By Joseph Carboni
I’ve been taking a course through Codecademy on Machine Learning. Let me tell you, it’s great – worth the money. If there’s one thing I’ve learned so far, it’s that implementing a machine learning model is shockingly easy. Understanding what you want and how to format the data is more challenging than the act of creating the model itself!
Training a Random Forest Classifier
I have an entity matching problem, basically taking a single string that may contain a customer’s name and location, but not always, and I want to match them to customer entities in my database. My fuzzy-matching scheme used for the past year was starting to degrade in performance, and it was only maybe 70% accurate.
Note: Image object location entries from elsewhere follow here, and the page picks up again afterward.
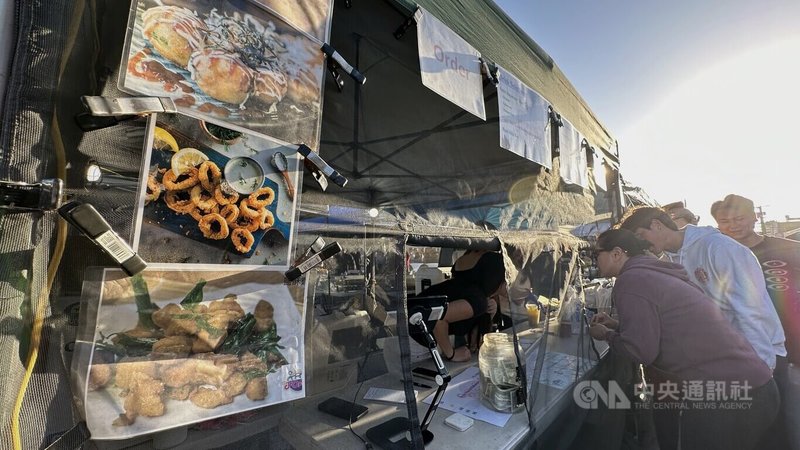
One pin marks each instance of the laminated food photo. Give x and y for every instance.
(232, 62)
(173, 347)
(231, 192)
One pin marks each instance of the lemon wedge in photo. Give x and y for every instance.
(186, 158)
(162, 140)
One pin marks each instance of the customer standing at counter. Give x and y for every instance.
(667, 323)
(478, 277)
(726, 271)
(780, 263)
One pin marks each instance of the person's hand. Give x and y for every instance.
(491, 307)
(605, 320)
(598, 331)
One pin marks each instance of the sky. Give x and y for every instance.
(703, 96)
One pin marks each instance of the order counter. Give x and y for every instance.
(304, 426)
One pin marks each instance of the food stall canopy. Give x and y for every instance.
(422, 160)
(493, 33)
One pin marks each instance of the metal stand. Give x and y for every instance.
(395, 434)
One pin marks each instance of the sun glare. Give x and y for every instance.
(728, 128)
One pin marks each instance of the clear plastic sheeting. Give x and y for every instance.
(426, 182)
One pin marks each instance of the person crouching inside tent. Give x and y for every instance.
(478, 277)
(712, 391)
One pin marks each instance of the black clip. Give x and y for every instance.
(336, 61)
(91, 224)
(401, 30)
(25, 197)
(333, 69)
(320, 164)
(312, 261)
(489, 71)
(315, 247)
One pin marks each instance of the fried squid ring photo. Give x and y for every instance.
(246, 209)
(198, 213)
(242, 240)
(179, 201)
(249, 224)
(214, 226)
(202, 199)
(267, 220)
(230, 213)
(261, 198)
(209, 175)
(224, 197)
(180, 182)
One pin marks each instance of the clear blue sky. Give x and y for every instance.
(688, 88)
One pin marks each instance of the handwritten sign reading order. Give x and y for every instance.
(448, 65)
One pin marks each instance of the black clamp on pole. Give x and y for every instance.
(336, 62)
(313, 158)
(312, 261)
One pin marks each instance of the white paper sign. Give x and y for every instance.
(574, 169)
(449, 65)
(599, 170)
(524, 123)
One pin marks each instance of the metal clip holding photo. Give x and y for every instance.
(321, 165)
(313, 261)
(88, 221)
(336, 61)
(25, 197)
(105, 112)
(312, 249)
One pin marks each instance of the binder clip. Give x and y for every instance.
(26, 197)
(321, 166)
(336, 62)
(312, 261)
(91, 224)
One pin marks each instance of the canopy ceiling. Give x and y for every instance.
(405, 148)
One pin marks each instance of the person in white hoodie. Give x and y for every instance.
(727, 271)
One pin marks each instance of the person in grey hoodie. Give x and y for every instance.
(727, 271)
(668, 324)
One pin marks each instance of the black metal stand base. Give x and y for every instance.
(395, 434)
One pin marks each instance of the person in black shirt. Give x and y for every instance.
(477, 278)
(780, 262)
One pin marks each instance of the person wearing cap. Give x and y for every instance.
(668, 324)
(780, 263)
(680, 214)
(726, 271)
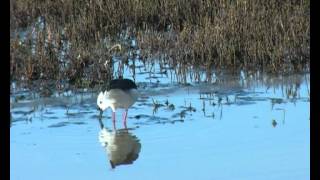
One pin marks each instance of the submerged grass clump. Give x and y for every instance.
(70, 40)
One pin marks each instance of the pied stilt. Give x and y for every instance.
(120, 93)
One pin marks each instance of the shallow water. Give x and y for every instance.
(237, 129)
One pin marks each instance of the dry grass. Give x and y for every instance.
(272, 36)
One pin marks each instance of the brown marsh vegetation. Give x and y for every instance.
(69, 40)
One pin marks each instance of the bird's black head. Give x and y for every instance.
(123, 84)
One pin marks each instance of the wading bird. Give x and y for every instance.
(120, 93)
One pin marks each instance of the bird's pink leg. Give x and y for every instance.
(114, 119)
(125, 118)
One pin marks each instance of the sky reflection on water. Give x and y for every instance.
(197, 132)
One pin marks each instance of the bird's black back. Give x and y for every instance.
(123, 84)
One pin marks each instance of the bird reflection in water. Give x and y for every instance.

So, with 5,000 verified matches, I pulled my correct matches from my database, supplemented it with wrong matches (you want this for training), and used my fuzzy-matching scores (levenshtein, jaro-winkler, etc.) as features. Then I trained a Random Forest Classifier from scikit-learn.
from Levenshtein import ratio, jaro_winkler
import pandas as pd
from sklearn.model_selection import train_test_split, GridSearchCV
from sklearn.ensemble import RandomForestClassifier
from sklearn.metrics import classification_report
MAX_CORES = 10
RANDOM_STATE = 42
### data preparation ###
### ... ###
#########################
X = training_data.loc[:,'indel_score':]
y = training_data['is_correct']
X_train, X_test, y_train, y_test = train_test_split(
X, y, test_size=0.2, random_state=RANDOM_STATE
)
param_grid = {
'n_estimators': list(range(100,1100,100)),
'max_depth': [None, *list(range(100,1100,100))]
}
model = RandomForestClassifier(random_state=RANDOM_STATE)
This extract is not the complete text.